The other concern we have is we don’t have surface water this year in our county, and so some alfalfa fields that only get surface water got one cutting, and those fields are disked up now. That means less fall feed for us on alfalfa. That’s going to be a major concern this fall. Normally in the fall, after they take the last cutting, we put our sheep on alfalfa. There are a number of fields that have no surface water deliveries at all, so that affected a lot of alfalfa.

A lot of people are trying to find residue feed, whatever they can. They’re going on wheat stubble, onion fields and suckering on vineyards. We have people going into walnut orchards early. But there are a lot of orchards that we can’t go on because everybody is worried about the food safety issue. It has limited what we have, because a lot of those other crops haven’t been planted because there’s not enough water. So this feed situation to keep these flocks going is a major concern.

Issue Date: August 20, 2014
By Steve Bontadelli, Santa Cruz County Brussels sprouts farmer

We had a nice and typically foggy summer—good sprout-growing weather. It's good for the crop, but not for the tourists. We started handpicking a few weeks ago and will continue with that until the middle of September.

In years past, there wasn't much demand for early market sprouts, but that has changed and we've seen a lot of early season consumer interest in the past few years. After hand harvest is completed during the next eight weeks, we'll start harvesting with machines and then things will really ramp up.

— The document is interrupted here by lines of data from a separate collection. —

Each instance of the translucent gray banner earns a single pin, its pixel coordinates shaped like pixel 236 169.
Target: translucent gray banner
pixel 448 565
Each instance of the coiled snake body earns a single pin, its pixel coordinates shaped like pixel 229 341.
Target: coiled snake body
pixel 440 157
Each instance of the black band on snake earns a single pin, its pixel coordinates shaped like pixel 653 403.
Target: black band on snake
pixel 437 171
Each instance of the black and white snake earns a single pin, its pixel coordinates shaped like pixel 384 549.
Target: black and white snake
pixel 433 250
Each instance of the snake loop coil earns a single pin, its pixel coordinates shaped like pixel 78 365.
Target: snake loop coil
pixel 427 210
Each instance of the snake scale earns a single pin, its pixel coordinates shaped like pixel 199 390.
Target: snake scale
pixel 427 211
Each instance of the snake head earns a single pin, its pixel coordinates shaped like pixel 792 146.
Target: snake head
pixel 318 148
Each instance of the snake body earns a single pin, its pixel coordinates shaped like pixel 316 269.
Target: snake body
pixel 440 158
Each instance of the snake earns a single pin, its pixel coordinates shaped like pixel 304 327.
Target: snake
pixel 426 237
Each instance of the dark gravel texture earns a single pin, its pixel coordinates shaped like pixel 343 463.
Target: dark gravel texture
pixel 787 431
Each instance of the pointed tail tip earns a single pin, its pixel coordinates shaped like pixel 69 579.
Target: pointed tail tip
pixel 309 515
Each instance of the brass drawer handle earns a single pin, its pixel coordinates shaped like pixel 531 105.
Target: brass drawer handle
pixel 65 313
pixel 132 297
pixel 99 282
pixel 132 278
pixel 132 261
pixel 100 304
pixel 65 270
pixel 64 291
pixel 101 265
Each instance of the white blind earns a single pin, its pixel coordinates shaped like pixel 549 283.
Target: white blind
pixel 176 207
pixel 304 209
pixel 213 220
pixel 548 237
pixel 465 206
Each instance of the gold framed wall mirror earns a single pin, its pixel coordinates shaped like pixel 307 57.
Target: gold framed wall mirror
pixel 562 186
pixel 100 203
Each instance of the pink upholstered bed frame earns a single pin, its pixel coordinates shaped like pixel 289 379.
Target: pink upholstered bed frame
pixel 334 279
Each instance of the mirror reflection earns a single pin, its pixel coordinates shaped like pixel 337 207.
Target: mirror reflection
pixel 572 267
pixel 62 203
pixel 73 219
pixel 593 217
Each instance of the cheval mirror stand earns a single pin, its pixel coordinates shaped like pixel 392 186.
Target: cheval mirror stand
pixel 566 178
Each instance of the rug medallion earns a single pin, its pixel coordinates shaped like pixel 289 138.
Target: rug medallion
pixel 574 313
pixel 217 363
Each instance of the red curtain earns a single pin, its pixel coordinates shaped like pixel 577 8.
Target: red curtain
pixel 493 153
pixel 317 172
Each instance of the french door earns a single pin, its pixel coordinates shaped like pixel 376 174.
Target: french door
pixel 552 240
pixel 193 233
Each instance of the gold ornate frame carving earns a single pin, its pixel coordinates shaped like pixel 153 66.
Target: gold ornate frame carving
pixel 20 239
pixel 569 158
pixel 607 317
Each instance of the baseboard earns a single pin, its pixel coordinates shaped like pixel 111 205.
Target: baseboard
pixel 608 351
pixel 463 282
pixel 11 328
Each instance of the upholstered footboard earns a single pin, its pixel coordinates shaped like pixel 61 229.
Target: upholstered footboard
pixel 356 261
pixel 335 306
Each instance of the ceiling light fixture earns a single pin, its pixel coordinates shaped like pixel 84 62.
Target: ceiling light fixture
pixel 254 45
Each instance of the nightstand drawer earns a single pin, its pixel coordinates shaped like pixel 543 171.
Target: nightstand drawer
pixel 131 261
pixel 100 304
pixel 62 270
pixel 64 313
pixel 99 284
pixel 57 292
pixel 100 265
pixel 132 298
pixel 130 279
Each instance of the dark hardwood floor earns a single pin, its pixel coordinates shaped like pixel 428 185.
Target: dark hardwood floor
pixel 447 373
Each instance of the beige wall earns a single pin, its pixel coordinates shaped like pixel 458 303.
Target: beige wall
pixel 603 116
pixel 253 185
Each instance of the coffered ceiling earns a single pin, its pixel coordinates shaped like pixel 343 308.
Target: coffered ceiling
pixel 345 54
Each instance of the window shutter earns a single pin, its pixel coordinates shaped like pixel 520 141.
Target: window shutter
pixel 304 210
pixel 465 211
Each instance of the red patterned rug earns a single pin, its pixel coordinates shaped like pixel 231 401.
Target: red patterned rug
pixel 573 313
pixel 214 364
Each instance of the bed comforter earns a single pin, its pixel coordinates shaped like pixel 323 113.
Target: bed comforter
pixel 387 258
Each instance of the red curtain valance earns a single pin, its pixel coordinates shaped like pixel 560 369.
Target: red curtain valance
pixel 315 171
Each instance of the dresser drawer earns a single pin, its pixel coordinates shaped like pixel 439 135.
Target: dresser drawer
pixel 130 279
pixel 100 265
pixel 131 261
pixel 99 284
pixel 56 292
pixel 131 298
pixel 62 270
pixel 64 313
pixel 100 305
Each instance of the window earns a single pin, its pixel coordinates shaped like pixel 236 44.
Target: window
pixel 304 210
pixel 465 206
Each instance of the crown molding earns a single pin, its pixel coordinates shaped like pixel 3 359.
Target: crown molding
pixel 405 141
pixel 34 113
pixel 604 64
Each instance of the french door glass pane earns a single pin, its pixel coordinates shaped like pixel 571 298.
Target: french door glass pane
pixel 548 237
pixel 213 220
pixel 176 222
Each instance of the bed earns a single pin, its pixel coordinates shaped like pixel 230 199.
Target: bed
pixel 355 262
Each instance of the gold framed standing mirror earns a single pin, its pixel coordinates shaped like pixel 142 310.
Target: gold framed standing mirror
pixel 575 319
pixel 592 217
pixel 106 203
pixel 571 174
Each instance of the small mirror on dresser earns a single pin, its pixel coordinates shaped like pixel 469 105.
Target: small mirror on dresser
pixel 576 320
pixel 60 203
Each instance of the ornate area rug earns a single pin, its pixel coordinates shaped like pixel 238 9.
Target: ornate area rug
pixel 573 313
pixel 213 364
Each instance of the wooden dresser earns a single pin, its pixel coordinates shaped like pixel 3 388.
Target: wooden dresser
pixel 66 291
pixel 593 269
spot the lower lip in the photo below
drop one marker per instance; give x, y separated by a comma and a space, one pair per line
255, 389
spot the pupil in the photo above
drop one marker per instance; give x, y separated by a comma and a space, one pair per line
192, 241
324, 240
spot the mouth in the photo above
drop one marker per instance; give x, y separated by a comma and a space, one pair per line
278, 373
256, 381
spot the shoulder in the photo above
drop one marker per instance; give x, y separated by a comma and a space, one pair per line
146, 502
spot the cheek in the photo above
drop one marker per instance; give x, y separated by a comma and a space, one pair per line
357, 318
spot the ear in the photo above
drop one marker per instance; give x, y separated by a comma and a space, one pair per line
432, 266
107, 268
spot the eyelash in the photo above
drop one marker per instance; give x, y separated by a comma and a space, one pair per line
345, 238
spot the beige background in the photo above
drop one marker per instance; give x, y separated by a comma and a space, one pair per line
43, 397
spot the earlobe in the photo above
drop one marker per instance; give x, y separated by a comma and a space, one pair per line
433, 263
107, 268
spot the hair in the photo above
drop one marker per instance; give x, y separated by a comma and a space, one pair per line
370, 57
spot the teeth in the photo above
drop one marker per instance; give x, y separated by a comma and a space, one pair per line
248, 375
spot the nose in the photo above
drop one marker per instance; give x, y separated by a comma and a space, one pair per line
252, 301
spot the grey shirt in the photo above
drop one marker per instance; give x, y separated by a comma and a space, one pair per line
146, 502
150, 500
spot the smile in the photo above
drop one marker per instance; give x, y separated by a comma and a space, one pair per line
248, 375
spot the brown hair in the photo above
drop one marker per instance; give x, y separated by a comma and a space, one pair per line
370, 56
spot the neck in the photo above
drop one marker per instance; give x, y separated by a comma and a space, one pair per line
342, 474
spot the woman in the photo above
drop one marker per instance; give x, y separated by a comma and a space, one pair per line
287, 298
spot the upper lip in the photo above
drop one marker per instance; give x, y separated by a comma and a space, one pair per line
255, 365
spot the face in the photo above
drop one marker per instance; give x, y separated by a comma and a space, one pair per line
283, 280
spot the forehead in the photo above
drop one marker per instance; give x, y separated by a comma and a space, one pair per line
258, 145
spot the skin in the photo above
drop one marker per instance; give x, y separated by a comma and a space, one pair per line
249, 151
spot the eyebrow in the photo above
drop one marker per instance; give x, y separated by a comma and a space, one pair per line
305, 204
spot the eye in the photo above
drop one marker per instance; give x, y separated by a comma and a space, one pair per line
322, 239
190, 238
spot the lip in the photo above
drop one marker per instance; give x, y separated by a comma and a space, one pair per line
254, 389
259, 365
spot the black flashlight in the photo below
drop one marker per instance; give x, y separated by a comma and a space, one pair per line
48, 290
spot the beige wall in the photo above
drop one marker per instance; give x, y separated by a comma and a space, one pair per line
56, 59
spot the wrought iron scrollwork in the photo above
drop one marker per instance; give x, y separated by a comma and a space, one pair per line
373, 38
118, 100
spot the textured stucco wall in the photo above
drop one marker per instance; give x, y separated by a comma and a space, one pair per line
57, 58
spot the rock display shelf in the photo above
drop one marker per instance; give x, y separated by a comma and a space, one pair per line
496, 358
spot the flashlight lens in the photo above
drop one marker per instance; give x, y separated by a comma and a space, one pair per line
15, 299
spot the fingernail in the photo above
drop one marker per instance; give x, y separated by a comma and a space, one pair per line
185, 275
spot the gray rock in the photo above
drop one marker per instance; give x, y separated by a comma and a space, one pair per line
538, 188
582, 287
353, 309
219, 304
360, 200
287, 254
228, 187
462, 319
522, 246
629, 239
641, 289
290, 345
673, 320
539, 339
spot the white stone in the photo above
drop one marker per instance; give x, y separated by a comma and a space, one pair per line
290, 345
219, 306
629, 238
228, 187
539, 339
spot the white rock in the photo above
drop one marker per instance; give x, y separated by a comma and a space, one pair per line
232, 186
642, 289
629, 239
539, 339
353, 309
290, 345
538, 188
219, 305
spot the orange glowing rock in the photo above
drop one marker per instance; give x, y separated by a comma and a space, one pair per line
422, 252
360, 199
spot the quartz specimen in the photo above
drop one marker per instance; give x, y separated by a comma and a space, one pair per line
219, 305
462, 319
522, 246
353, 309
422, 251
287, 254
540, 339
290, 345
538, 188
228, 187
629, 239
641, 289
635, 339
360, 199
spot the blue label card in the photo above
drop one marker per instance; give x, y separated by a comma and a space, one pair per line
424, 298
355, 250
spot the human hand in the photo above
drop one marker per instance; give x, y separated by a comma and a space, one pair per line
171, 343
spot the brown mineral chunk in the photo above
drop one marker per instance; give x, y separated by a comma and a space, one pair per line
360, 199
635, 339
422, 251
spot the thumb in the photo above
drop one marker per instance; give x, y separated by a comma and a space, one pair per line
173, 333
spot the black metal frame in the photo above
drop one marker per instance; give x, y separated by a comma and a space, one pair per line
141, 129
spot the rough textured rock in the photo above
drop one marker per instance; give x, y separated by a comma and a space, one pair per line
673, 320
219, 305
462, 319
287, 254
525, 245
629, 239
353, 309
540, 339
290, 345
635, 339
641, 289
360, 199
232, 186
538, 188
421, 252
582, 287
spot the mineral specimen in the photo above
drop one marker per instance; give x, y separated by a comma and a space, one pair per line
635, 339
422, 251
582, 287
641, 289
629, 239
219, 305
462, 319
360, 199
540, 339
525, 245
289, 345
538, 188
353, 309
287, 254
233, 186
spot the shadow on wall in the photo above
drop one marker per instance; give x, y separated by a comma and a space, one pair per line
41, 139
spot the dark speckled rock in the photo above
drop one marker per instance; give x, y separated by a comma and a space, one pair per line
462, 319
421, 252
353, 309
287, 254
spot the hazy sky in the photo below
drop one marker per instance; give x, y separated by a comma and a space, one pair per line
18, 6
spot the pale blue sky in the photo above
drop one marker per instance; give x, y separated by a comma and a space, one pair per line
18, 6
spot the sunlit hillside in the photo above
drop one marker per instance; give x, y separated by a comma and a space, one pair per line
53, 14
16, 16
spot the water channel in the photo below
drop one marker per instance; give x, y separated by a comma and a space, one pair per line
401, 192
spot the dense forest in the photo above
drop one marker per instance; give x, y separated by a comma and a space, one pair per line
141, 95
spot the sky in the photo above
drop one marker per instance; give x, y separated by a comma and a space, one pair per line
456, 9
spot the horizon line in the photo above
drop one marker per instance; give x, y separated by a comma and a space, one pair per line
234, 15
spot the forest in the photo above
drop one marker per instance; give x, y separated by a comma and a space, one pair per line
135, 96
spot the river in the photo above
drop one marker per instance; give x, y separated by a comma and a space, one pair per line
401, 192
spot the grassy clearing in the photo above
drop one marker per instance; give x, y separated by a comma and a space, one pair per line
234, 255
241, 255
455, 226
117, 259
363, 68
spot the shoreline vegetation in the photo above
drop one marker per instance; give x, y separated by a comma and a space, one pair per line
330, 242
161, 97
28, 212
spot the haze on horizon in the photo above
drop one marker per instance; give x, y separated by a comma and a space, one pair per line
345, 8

The crop is pretty much on time and we anticipate that will continue. We started "topping" last week on the sprouts that will be machine harvested. That's usually done about 55 days before harvest.

Topping of the terminal point on the plant is done by hand to stop it from growing. Then the energy can be redirected to developing the sprouts, for nice and even maturity. Topping involves a single worker removing the terminal growth on about 13,000 plants a day, which is usually the number of plants in a one-acre field.

Labor Day is when we see demand really increase. The holidays are our big times—Thanksgiving and Christmas. But, to tell the truth, demand in the past few years has been strong all year. Our Mexican deal was great this year from January to when we quit in June.

We've seen acreage planted to Brussels sprouts go way up during the past couple of years. And water hasn't been a big problem for us yet. But there are issues now that stream flows are considerably down. Some growers have had to switch to using city water, which is much more expensive. And some acres that would have been planted to sprouts have been curtailed.

We're looking for good coastal weather in coming months, and fewer tourists on the road, as we begin the big part of our harvest.